Tech tight end Dalton Keene takes pride in his blocking no matter what team the Hokies are facing. But he had a little extra vigor when matching up with former teammate Trevon Hill, who was dismissed from the Hokies after last year’s loss at Old Dominion.

“I knew he was going to play hard,” Keene said. “But if I hit him enough times, he’s not going to want any more.”

This was the kind of edge the Hokies had been lacking through their first four games. And a trip here, where the ocean glistens and the palm trees sway, proved to be the perfect setting to unlock it.

“Winning at this level is hard,” Tech defensive coordinator Bud Foster said. “Coming down here to win is hard. We have two teams that have a great tradition against each other, a great rivalry. We didn’t win pretty, and that’s not what it’s all about. It’s just about winning.

“That was kind our message all week: If you didn’t believe, don’t even get on the bus. We’ll take 30 and come down here and fight and win.”

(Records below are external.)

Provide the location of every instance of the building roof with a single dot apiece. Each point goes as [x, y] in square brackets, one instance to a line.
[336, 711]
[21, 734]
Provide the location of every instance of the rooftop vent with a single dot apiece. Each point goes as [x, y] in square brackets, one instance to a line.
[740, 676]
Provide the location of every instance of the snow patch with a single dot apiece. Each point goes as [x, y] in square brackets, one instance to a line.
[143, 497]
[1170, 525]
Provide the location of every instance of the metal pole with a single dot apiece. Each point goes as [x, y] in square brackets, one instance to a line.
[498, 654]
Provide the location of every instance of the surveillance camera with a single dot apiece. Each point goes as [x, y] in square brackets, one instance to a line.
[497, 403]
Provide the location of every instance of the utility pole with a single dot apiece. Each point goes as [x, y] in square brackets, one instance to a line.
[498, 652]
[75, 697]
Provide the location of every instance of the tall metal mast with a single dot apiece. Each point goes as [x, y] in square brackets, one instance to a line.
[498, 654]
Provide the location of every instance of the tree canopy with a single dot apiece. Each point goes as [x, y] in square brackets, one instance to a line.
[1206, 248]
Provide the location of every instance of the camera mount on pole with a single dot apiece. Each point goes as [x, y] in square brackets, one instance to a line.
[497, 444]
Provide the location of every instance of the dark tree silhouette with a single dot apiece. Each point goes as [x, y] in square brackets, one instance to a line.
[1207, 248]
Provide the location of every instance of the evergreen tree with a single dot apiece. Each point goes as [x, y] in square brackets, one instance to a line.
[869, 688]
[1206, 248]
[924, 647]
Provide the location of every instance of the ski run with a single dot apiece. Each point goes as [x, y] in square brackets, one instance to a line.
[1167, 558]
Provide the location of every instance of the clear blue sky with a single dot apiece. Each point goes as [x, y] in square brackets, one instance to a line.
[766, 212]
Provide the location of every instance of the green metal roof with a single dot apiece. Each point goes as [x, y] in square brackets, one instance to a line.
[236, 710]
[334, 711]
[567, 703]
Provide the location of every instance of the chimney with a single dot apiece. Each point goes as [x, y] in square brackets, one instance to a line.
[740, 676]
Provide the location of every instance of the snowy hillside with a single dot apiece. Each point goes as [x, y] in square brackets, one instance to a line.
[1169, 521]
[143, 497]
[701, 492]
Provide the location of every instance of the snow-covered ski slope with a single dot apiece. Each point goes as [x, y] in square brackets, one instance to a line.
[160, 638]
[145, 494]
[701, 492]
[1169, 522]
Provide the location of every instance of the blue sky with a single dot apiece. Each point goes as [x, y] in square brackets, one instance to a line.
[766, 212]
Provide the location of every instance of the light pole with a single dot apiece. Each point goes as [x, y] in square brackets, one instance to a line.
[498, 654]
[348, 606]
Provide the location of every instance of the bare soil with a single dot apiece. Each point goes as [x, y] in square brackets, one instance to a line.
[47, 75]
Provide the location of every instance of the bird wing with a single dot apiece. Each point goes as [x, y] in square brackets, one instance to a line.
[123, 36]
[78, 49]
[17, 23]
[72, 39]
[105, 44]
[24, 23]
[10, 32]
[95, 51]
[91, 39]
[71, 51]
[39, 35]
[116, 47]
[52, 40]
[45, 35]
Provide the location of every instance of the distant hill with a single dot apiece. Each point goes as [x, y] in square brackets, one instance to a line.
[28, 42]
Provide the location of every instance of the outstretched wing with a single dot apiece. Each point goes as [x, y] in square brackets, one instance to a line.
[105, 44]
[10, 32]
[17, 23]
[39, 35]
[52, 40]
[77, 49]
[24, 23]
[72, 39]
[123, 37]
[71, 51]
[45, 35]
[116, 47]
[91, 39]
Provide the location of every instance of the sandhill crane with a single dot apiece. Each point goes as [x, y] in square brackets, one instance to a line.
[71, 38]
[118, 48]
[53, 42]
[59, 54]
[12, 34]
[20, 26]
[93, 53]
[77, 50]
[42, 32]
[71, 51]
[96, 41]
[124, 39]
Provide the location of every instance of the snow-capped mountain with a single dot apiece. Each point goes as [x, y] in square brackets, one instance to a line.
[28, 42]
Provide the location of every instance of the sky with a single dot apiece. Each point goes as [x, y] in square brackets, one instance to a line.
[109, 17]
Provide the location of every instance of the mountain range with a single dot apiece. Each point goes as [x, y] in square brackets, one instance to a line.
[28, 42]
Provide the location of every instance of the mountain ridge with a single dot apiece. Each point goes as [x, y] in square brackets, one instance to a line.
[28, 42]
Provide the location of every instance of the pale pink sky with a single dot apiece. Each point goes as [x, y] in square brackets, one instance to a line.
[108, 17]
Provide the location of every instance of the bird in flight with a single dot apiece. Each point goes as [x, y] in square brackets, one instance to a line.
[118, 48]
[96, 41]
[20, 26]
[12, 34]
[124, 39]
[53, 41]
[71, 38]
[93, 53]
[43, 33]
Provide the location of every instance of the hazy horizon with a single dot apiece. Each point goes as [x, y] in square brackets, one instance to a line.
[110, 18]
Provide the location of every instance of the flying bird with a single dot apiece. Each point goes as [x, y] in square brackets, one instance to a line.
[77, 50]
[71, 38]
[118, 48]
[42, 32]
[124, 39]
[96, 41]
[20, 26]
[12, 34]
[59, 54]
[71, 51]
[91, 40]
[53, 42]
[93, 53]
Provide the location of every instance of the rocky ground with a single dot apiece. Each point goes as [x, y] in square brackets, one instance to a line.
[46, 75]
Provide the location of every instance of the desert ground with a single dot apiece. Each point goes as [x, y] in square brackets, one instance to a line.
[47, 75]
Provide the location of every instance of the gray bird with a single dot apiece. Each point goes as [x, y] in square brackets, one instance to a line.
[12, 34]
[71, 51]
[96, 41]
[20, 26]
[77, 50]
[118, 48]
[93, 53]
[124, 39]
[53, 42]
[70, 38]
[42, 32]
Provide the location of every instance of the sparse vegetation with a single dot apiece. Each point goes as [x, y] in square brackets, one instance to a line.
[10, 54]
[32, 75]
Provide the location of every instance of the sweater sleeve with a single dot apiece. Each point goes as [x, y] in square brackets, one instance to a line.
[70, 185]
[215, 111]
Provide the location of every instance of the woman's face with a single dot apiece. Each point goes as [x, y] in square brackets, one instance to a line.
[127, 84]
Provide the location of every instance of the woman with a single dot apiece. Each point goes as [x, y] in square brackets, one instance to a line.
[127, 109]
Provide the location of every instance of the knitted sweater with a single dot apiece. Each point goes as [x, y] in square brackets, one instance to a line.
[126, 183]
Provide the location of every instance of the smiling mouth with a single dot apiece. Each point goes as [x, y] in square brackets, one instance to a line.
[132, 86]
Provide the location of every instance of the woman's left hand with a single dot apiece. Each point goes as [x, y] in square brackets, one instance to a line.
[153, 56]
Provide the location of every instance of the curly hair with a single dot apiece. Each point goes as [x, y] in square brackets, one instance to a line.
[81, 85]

The fight was undeniable, and it’s the kind of attitude the Hokies are going to need if they’re going to make something out of this season. Foster’s defense committed its share of mistakes, but the hits we saw delivered by the likes of Rayshard Ashby, Alan Tisdale, Chamarri Conner and Jaylen Griffin on Saturday had significant bite to them.

All this came in the wake of a 45-10 drubbing by Duke and a week of practice that demanded a higher level of mental and physical toughness.

“We were definitely challenged,” Keene said. “We weren’t happy with what we put on film. What we put on film was a soft football team, and we just wanted to turn that around, because that’s not who we are. There’s nothing worse you can be called than a soft football team.”

It wasn’t just fans and media who were critical. Tech’s coaches were blunt with their players last week — an approach that could have gone one of two ways.

“They didn’t get offended, and they set out about changing it,” Tech coach Justin Fuente said. “When an opportunity presented itself, they responded.

“It was nice to get back to some of those big emotional plays.”

The Tech sideline hopped throughout the first quarter, as the defense forced four turnovers and Tech built a 21-0 lead. And that energy remained until the perilous end, when the Hokies had to stop Miami twice from the Tech 10-yard line to preserve the victory.

“It was just too much of a team effort and a strain to let it come down to one play and not give it your all,” Tech defensive back Caleb Farley said of the final play, when officials put one second back on the clock that gave the Hurricanes a final chance. “It was easy to regroup for your brothers, for your guys, your teammates and try to get the job done.”

And when they did, shouts of jubilation echoed through the hallways of Hard Rock Stadium. Miami had brought out the best in Tech, and a season in which every victory has been a struggle had its first true moment of bliss.

“I just love seeing my teammates make plays,” Farley said. “Seeing smiles in the locker room and celebrating — all that stuff is good for the heart.”